Here are the three biggest mistakes Consumer Electronics brands are making when it comes to content:
1. Not making blogs and videos shoppable
While two-thirds of Index brands maintain on-site blogs, about a quarter of them do not link to product pages or let users shop directly. Similarly, while 81% of Index brands have videos on their sites, 55% fail to drive conversions through product page links or other features such as wish lists. Given that most content relates to products and that brand blogs and videos often see significant traffic, this is a huge missed opportunity.
A brand doing this right is Bose, which has seamlessly integrated a buy button into its blog pages and video content. The blog is easily accessible from Bose’s home page; once on the blog, users can add featured products directly to their cart with just one click. The video content is set up the same way, ensuring a quick and seamless shopping experience.
2. Not using UGC
User-generated content can significantly boost consumer sentiment, with 86% of respondents citing UGC as an indicator of good brand quality. However, Consumer Electronics brands underutilize UGC compared to other industries. Only 28% of Index brands repurpose content crowd-sourced from brand enthusiasts, and most of them store that content on microsites, limiting its audience. Only 5% of brands offer UGC on product pages, and most of it consists of photos submitted along with customer reviews.
Whirlpool is one of the rare brands leveraging UGC to differentiate a commoditized product. The brand solicited pictures and videos demonstrating how the brand touches everyday lives. For example, a 60-second ad for the “Every Day Care” campaign drew on one user’s emotional story about caring for an ailing grandmother. As a result, Whirlpool saw an impressive 10-point increase in purchase intent.

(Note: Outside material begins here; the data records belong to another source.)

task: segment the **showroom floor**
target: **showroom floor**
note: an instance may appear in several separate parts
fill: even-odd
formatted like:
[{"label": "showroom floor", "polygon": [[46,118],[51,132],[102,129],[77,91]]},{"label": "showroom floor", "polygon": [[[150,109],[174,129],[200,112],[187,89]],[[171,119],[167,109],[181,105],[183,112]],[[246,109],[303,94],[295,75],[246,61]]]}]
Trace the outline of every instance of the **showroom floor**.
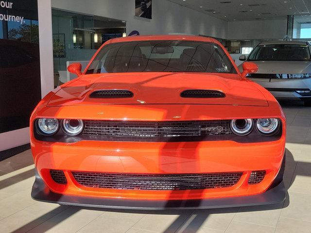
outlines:
[{"label": "showroom floor", "polygon": [[288,125],[284,203],[143,211],[40,202],[30,197],[35,171],[29,150],[0,162],[0,232],[311,233],[311,108],[282,106]]}]

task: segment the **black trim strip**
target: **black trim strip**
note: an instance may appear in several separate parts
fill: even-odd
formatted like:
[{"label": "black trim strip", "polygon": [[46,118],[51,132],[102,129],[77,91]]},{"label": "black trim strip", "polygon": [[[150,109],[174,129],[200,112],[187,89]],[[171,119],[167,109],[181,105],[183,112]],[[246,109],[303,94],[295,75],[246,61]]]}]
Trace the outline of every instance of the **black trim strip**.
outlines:
[{"label": "black trim strip", "polygon": [[29,149],[30,149],[30,143],[28,143],[0,151],[0,161],[2,161],[2,160],[8,159]]},{"label": "black trim strip", "polygon": [[[293,91],[296,92],[296,91],[310,91],[310,89],[308,88],[270,88],[267,87],[266,88],[268,91]],[[299,93],[298,93],[299,94]]]}]

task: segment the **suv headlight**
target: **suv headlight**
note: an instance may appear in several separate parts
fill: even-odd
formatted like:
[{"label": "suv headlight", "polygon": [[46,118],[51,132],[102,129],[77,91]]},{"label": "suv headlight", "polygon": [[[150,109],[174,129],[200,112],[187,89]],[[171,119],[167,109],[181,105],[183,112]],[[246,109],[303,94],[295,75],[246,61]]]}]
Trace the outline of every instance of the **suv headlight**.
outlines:
[{"label": "suv headlight", "polygon": [[290,79],[301,79],[303,78],[311,78],[311,73],[306,74],[289,74]]},{"label": "suv headlight", "polygon": [[59,128],[58,120],[54,118],[41,118],[38,119],[35,126],[41,134],[52,135],[57,132]]}]

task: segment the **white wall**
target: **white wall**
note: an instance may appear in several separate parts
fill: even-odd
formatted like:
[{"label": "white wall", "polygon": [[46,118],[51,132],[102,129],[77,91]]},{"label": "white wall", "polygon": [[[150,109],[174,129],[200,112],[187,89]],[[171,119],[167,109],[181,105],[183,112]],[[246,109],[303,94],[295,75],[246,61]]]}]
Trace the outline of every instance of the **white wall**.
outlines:
[{"label": "white wall", "polygon": [[227,38],[230,40],[283,39],[287,19],[228,22]]},{"label": "white wall", "polygon": [[152,2],[152,19],[135,15],[135,0],[52,0],[52,7],[126,21],[127,33],[199,34],[225,38],[227,22],[167,0]]}]

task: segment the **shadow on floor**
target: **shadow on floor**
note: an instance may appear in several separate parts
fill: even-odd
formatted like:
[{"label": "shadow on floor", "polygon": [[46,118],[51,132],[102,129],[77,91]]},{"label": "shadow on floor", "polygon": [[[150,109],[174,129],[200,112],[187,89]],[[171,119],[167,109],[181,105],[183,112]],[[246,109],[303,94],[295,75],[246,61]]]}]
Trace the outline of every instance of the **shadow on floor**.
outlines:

3. Not using review filters
With nearly 60% of online shoppers consulting reviews prior to purchase, and 40% saying they would never buy electronics without doing so, reviews clearly play an important role in the shopping process. But although three-quarters of Index brands include reviews on their product pages, half fail to employ filters guiding the consumer through product options. This is especially critical for big-ticket items, where reviews influence more than one-third of purchases.